The three ladies pull out a padlock gag and send Papageno’s mouth to Mouth Jail for a few minutes. (Joke’s on you, he’s into that shit.) They also give Tamino a picture of their queen’s daughter, Pamina (Oh hai… uh, didn’t really change her name.) for some reason. Her picture is so beautiful that Tamino proceeds to use his voice to platonically masturbate to this picture in front of hundreds of operagoers.

So, where is this mystery date so that Prince Tamino can go off and stalk the SHIT out of her (Oh hai, Raphael)? Turns out a demon-wizard-whatever named Sarastro (oh hai, Titania) kidnapped her. For further explanation, the Queen of Night herself (Oh hai, both Liv and Astrid) shows up to explain the situation, then order Tamino and Papageno to rescue her.

She gives Tamino a magic flute and Papageno some magic bells, which do… magic song shit. Three magical boys (Oh hai, Galgalim/Argo/Rafeth) guide Tamino and Papageno along their journey.

Papageno scouts ahead to Sarastro’s temple, and the evil chief of the slaves (again, didn’t age well) named Monostatos (Oh hai, Lord Monty) is terrorizing Pamina. Papageno shows up, and they’re both horrified by each other’s appearance — Papageno’s weird bird costume, and Monostatos’s…

Heavy sigh.

Anyway, Papageno and Pamina try to sneak out of Sarastro’s temple. Papageno sings about how much he wants to meet Papagena (oh hai, Gena), which is the imaginary girlfriend OC he made on his deviantART.

Tamino approaches Sarastro’s temple.

Tamino: HEY FUCKOS, OPEN UP AND GIMME DAT PRINCESS

Priest: Actually, we’re nice people.

Tamino: w h a t

Sarastro: Hey, guy. This whole temple shindig is a virtuous cult that Mozart made to represent massive boner for Freemasonry. I kidnapped Pamina from the Queen of Night because the Queen is a single mother and that makes the reactionary part of my corrupted mind feel all ouchy-wouchy and stuff.

Tamino: Wow, I can’t believe how much nothing wrong you’re doing, sign me up so I can bang Pamina.

Sarastro: First, you must do the initiation rites! I’ll have the rites prepared for you by my inexhaustible supply of literal slave labor. Golly, I’m so virtuous and wise!

Papageno also signs up on the grounds that he’ll get Papagena out of it for some reason.

ACT TWO!

This part’ll be a little shorter.

The first few tests are tests of restraint, and Papageno flunks the crap out of them. Papageno gets booted from the Temple for the crime of being a down-to-earth guy who just wants to bang in an opera full of idealism.

The Queen of Night shows up and tries to bully Pamina into shanking Sarastro with Die Zaubershiv. She ends up not doing that out of Sarastro’s reactionary bullshit ANCIENT WISDOM.

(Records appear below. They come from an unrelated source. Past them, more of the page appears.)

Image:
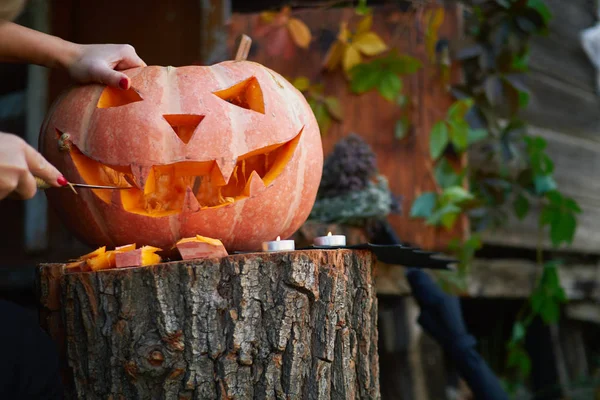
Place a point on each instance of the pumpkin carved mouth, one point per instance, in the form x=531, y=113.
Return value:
x=191, y=186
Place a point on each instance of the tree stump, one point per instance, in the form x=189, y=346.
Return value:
x=290, y=325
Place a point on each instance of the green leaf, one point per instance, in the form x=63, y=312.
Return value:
x=518, y=333
x=363, y=78
x=301, y=83
x=402, y=128
x=572, y=205
x=459, y=109
x=521, y=206
x=541, y=8
x=521, y=62
x=518, y=358
x=389, y=86
x=476, y=135
x=523, y=99
x=456, y=194
x=550, y=312
x=445, y=175
x=544, y=183
x=437, y=217
x=438, y=139
x=402, y=100
x=334, y=108
x=459, y=134
x=423, y=206
x=449, y=219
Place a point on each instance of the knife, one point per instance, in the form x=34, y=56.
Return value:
x=41, y=184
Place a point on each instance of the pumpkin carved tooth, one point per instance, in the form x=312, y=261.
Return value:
x=190, y=202
x=184, y=125
x=254, y=186
x=222, y=171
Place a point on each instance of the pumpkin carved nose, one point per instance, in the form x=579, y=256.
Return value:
x=184, y=125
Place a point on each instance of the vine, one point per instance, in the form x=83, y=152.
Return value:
x=517, y=172
x=509, y=170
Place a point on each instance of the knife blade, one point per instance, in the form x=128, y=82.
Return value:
x=41, y=184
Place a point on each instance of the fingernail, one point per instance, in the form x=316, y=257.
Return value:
x=62, y=181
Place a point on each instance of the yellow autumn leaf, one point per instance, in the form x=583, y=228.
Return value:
x=334, y=55
x=300, y=32
x=365, y=24
x=369, y=44
x=351, y=58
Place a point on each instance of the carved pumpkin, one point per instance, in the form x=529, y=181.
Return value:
x=230, y=151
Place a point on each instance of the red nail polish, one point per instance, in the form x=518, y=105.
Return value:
x=62, y=181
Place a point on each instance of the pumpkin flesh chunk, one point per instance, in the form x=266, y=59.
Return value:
x=165, y=187
x=120, y=257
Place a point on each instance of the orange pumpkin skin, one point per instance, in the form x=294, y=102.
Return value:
x=138, y=137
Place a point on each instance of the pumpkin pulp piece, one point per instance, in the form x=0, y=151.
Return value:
x=200, y=247
x=140, y=257
x=166, y=185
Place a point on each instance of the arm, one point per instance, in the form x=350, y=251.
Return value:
x=85, y=63
x=21, y=44
x=102, y=63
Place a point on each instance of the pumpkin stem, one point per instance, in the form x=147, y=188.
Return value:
x=243, y=48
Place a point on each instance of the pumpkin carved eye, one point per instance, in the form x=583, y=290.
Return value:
x=184, y=125
x=112, y=97
x=246, y=94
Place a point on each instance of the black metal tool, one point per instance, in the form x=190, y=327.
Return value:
x=400, y=254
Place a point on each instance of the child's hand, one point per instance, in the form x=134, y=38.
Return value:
x=19, y=163
x=102, y=62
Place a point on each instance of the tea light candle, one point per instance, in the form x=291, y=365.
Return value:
x=279, y=245
x=330, y=240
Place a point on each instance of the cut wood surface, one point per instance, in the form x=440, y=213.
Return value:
x=297, y=325
x=406, y=163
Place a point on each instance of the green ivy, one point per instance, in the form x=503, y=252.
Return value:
x=518, y=174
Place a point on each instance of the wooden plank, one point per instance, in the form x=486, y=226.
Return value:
x=406, y=163
x=502, y=278
x=562, y=107
x=564, y=60
x=563, y=79
x=576, y=173
x=213, y=30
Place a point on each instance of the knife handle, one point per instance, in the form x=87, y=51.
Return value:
x=41, y=184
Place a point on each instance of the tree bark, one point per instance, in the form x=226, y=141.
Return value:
x=293, y=325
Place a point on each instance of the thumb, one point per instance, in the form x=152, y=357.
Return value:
x=114, y=78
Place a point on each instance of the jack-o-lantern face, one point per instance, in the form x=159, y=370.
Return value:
x=231, y=151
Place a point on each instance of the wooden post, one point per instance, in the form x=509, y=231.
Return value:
x=293, y=325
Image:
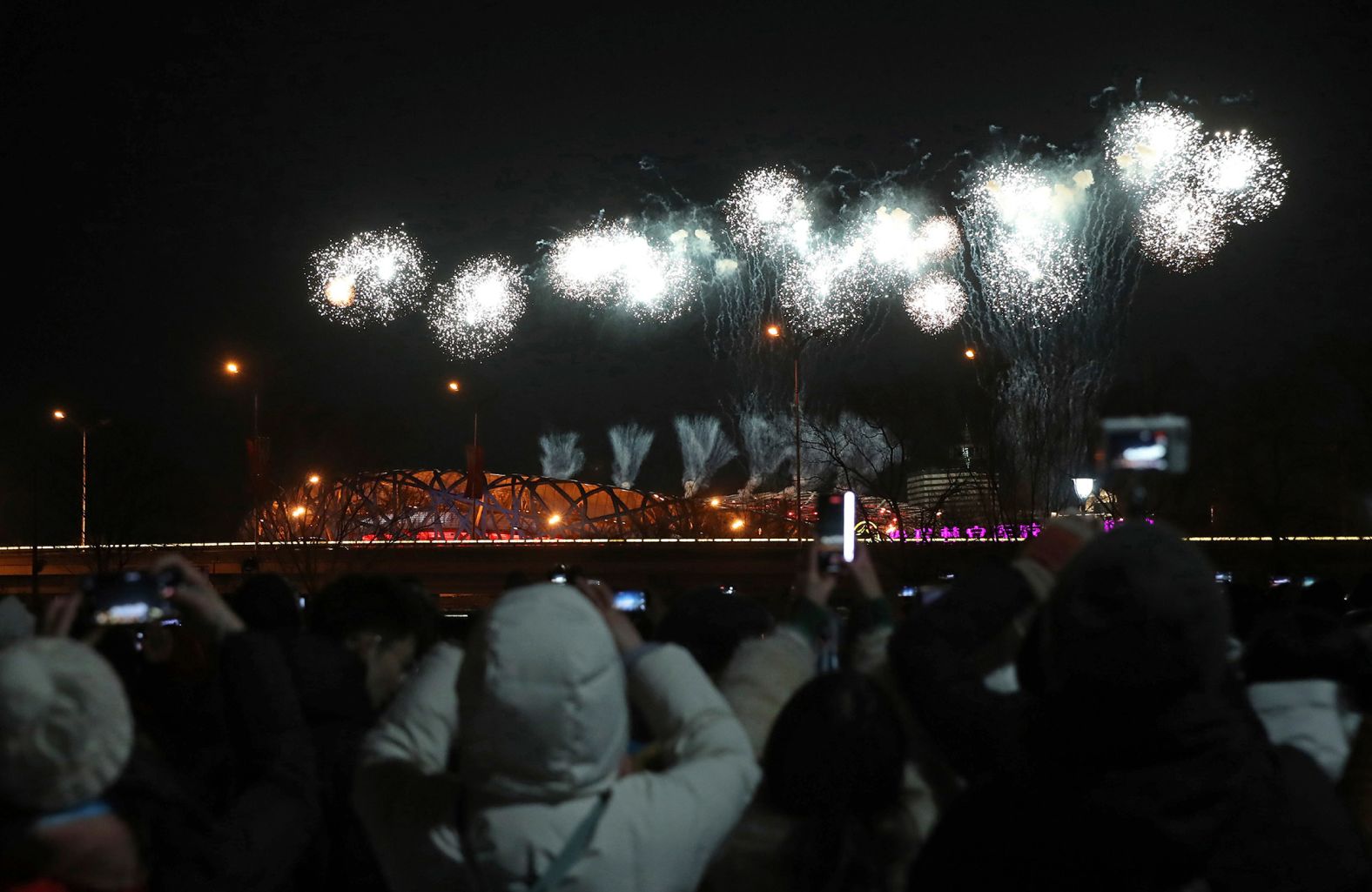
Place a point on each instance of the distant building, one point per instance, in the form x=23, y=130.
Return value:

The last test is a Zelda dungeon of fire and water. Tamino plays the flute at it so hard that he beats the game.

Meanwhile, Papageno’s so bummed out about losing Papagena that he decides to hang himself about it. The three boys show up and this happens…

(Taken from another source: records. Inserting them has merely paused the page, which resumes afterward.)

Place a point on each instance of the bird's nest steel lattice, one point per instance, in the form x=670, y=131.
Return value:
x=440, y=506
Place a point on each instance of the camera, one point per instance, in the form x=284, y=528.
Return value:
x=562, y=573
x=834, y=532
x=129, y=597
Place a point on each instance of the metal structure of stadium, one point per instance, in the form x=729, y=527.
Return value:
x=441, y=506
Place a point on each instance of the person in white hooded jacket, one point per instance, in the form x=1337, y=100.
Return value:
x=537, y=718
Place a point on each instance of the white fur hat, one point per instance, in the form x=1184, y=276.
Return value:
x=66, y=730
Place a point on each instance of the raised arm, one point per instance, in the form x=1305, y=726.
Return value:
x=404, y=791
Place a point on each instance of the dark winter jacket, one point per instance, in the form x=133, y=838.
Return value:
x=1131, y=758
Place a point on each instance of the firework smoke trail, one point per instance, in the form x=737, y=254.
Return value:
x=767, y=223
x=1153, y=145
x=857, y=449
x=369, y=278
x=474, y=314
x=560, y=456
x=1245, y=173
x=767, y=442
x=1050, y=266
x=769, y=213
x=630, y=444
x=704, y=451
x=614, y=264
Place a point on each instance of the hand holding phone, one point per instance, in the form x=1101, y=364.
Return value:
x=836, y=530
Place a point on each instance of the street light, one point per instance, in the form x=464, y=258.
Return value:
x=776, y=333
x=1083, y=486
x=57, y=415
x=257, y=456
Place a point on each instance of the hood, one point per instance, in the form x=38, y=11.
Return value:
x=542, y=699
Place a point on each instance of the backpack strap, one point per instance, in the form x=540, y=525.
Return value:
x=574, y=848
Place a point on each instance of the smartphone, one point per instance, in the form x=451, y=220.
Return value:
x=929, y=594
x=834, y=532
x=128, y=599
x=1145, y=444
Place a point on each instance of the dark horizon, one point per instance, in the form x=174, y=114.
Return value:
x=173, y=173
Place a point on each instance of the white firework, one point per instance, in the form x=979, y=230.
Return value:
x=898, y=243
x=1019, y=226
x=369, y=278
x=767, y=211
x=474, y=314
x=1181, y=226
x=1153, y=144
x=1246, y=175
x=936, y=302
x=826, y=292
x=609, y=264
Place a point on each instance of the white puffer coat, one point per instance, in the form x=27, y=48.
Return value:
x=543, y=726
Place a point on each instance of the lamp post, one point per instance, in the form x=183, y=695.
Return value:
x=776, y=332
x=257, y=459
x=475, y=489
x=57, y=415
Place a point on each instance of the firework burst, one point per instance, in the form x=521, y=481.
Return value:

Papageno: Fuck off, I’m tryin’ to Young my Werthers.

Boys: USE THE BELLS. You have literal magic bells that do magic shit.

Papageno: But I haven’t done nearly enough character development to earn such an outcome!

Boys: Look, we’re trying to establish that not only fancy idealistic people get to have nice things.

Papageno: Ah. …bitchin’.

Bells: DOINGLE DANGLE ‘N’ STUFF

Papagena: Hi, I can’t not bang you.

Papageno: YEE

(Those of you who have read Book 2 may have seen a distinctly less shitposty version of that scene in Buyan. No spoilers, of course…)

Having been fired by Sarastro for wanting to bang Pamina, Monostatos toadies up to the Queen of Night. The two of them join the Three Ladies in trying to break into the Temple. That plan lasts for about two minutes before they’re all Ambiguously Magic’d™ to death, and everyone still standing celebrates Tamino and Pamina finally having Zelda Dungeon’d their way into holy matrimony.